Blog How to build scalable data pipelines with Snowflake and dbt

How to build scalable data pipelines with Snowflake and dbt

Apr 07, 2025

The demand for high-quality data is accelerating. That’s especially true with the emergence of AI and machine learning use cases. This means analytics engineers need tools that enable them to create, test, document, and deploy data pipelines faster than ever before.

Over the past several years, dbt Labs and Snowflake have both spent a lot of person-power figuring out how to remove friction from the data pipeline development experience. Using the two systems together, analytics engineers can bring new data products from conception to reality quickly—without sacrificing data quality.

I’ll dive into the benefits of using dbt together with Snowflake, then show the two in action by implementing a data pipeline that analyzes trading profit and loss. I’ll also dig into some advanced use cases, such as leveraging a Large Language Model (LLM) to extract patterns and sentiments from trader execution notes, and discuss other ways that dbt and Snowflake are leveraging AI to accelerate data pipeline production.

Watch on-demand: Deploying Data Pipelines with Snowflake and dbt Labs

Why dbt + Snowflake for data pipelines?

dbt is the industry standard for data transformation at scale. It’s a framework that sits on top of your data warehouse and lets anybody who can write SQL statements deploy production-grade pipelines on top of Snowflake.

One thing that makes dbt such a strong framework is that it implements DevOps-style software engineering best practices in the data world. This means that dbt brings ideas like version control and modularity to your data engineering pipelines.

Snowflake is a powerful AI Data Cloud that allows you to build data-intensive applications without the operational overhead. Its unique architecture and years of innovation make it the best platform for mobilizing data in your organization.

Snowflake has also released a number of features that support a DevOps (or “DataOps”) approach to data pipelines. These include source control repository integration via Git, building Snowflake data primitives from your Git repo code, and running scripts and deploying complex objects—data models, Machine Learning (ML) models, native apps, etc.—with the Snowflake CLI. You can also use the Snowflake API from your Python scripts to work with Snowflake in a more Pythonic way.

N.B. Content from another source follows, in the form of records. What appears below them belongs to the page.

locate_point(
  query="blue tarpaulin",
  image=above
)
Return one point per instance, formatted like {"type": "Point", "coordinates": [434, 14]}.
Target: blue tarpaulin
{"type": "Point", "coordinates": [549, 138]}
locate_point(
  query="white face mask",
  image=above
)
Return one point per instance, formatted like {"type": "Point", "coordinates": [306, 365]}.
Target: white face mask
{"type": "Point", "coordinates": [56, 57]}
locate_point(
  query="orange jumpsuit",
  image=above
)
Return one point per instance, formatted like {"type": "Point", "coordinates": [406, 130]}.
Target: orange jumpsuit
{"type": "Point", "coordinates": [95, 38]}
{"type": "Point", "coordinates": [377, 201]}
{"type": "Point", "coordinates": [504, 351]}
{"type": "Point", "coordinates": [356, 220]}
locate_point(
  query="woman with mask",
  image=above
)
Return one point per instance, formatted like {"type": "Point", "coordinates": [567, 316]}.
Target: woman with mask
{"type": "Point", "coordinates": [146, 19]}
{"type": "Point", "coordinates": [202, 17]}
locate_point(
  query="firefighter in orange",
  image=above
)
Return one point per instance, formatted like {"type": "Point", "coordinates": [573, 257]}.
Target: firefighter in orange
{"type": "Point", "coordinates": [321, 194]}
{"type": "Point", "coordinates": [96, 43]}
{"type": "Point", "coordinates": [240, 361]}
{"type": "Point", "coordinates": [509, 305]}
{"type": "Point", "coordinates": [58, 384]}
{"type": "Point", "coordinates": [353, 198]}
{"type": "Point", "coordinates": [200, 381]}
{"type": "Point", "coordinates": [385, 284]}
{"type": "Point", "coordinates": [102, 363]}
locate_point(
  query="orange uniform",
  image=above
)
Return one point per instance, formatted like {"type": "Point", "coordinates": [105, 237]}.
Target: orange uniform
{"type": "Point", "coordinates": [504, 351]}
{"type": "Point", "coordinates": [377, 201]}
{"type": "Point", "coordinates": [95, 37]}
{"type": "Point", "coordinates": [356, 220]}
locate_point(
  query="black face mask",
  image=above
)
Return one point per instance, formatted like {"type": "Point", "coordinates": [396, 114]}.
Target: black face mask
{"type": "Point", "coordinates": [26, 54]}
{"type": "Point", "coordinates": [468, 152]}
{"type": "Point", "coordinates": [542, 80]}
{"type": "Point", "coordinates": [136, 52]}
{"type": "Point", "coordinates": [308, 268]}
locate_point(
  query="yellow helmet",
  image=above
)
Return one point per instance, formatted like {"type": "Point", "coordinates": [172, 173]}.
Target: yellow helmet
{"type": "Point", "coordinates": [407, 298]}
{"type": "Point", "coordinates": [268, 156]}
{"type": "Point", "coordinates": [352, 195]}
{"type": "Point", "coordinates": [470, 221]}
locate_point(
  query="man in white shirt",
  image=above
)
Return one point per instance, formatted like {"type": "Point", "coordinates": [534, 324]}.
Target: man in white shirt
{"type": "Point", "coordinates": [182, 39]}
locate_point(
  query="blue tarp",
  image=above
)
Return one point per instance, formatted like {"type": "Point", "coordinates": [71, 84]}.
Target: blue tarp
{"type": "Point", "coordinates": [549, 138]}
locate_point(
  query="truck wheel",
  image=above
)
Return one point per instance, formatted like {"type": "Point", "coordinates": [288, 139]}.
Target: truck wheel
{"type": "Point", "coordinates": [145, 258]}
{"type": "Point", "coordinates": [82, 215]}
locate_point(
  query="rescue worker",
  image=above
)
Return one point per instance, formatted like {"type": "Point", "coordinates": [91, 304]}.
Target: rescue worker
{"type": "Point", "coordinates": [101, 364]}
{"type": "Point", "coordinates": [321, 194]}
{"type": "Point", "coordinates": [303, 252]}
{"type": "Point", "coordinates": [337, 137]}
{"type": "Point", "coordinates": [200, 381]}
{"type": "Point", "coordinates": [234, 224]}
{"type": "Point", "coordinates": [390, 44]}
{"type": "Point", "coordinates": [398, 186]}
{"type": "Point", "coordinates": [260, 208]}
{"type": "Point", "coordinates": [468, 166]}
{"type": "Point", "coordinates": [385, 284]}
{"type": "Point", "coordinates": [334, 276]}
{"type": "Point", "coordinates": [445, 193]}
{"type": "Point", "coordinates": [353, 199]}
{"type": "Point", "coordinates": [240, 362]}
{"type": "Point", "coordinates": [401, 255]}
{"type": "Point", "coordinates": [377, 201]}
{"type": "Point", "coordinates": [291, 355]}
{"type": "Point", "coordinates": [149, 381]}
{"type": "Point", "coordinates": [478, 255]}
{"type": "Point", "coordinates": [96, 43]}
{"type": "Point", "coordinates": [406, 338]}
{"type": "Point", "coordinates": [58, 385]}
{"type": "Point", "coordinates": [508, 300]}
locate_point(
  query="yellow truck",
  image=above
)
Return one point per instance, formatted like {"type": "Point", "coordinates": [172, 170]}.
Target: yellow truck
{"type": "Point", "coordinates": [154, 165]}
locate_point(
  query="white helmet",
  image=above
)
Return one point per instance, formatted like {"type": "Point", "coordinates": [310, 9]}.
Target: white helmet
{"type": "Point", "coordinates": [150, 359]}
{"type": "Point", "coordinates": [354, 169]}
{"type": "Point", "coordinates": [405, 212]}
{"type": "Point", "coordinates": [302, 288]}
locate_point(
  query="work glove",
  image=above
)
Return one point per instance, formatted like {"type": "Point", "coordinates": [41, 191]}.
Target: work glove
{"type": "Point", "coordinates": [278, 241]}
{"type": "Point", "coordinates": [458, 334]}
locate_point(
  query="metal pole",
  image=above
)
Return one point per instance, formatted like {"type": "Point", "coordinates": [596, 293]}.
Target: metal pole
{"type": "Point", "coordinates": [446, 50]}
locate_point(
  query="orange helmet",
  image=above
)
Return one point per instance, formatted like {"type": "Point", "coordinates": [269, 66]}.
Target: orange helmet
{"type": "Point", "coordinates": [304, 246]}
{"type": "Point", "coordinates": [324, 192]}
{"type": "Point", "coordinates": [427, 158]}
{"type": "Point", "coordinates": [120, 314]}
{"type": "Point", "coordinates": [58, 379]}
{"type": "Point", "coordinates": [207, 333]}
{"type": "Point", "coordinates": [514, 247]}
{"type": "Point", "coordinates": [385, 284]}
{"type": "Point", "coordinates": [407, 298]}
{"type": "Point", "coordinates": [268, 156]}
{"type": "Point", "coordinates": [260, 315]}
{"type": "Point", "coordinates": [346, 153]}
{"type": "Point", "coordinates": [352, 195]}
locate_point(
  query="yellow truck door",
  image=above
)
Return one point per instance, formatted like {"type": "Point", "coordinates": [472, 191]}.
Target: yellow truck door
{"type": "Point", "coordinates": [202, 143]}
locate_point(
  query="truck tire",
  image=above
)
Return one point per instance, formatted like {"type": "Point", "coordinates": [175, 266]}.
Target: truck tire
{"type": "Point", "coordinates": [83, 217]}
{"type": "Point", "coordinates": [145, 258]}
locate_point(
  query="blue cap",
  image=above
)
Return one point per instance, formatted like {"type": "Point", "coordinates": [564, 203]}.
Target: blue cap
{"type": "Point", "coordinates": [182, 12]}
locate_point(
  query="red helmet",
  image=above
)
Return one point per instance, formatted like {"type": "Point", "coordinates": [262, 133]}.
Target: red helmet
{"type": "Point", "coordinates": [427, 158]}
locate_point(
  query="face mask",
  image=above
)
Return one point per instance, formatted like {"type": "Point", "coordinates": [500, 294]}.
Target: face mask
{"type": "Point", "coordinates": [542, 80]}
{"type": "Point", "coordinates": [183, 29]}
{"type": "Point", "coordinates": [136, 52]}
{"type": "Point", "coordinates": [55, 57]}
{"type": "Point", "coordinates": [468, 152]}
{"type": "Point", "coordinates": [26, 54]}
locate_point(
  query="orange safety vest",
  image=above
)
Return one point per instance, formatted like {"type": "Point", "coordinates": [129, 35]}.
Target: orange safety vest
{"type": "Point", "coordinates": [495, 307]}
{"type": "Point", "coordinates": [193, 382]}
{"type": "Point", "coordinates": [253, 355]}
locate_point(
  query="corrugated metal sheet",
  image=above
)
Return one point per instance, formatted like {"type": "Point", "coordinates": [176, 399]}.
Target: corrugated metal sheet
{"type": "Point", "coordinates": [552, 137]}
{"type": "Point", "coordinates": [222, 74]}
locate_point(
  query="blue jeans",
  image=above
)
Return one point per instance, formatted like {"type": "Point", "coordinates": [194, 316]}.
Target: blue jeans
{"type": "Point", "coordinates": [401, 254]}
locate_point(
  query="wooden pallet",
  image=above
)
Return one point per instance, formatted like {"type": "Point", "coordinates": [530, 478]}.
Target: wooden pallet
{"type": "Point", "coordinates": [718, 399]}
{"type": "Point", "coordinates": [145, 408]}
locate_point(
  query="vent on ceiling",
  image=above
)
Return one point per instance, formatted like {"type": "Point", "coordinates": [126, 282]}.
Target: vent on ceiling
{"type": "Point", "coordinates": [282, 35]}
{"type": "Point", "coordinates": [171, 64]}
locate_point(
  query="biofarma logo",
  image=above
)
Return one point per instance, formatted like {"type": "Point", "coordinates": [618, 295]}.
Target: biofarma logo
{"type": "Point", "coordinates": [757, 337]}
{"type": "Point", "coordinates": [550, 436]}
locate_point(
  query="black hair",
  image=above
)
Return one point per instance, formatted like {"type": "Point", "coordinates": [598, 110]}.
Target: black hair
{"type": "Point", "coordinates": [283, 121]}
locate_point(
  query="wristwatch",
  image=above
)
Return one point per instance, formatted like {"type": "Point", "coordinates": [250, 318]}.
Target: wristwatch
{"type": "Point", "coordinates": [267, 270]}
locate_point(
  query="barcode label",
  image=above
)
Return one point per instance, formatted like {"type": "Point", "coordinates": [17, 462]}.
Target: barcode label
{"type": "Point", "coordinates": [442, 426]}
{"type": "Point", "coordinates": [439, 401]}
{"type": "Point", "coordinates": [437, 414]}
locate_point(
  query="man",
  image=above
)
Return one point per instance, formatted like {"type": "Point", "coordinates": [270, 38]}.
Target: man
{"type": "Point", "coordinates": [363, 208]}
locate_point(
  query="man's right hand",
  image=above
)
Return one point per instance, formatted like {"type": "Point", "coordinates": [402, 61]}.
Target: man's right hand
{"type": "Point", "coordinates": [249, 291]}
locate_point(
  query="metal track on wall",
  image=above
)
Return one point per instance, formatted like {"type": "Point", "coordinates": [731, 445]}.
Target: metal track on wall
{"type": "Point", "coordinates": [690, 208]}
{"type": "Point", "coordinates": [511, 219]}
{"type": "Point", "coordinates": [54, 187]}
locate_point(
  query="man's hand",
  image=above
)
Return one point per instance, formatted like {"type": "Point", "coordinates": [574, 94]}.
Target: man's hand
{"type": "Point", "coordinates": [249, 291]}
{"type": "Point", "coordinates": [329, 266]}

With dbt plus DevOps support from Snowflake, you can now mix and match features to leverage advanced change management and build flexible Continuous Integration/Continuous Deployment (CI/CD) pipelines. This enables you to elevate your data engineering practices to the next level without resorting to third-party tools such as Terraform.

dbt and Snowflake both work well together here, in part, because both take a declarative approach to DevOps for data. Both systems work together to remove a lot of the lower-level complexity involved in working with data. That automation increases the number of people who can meaningfully transform data, leading to increased data democratization.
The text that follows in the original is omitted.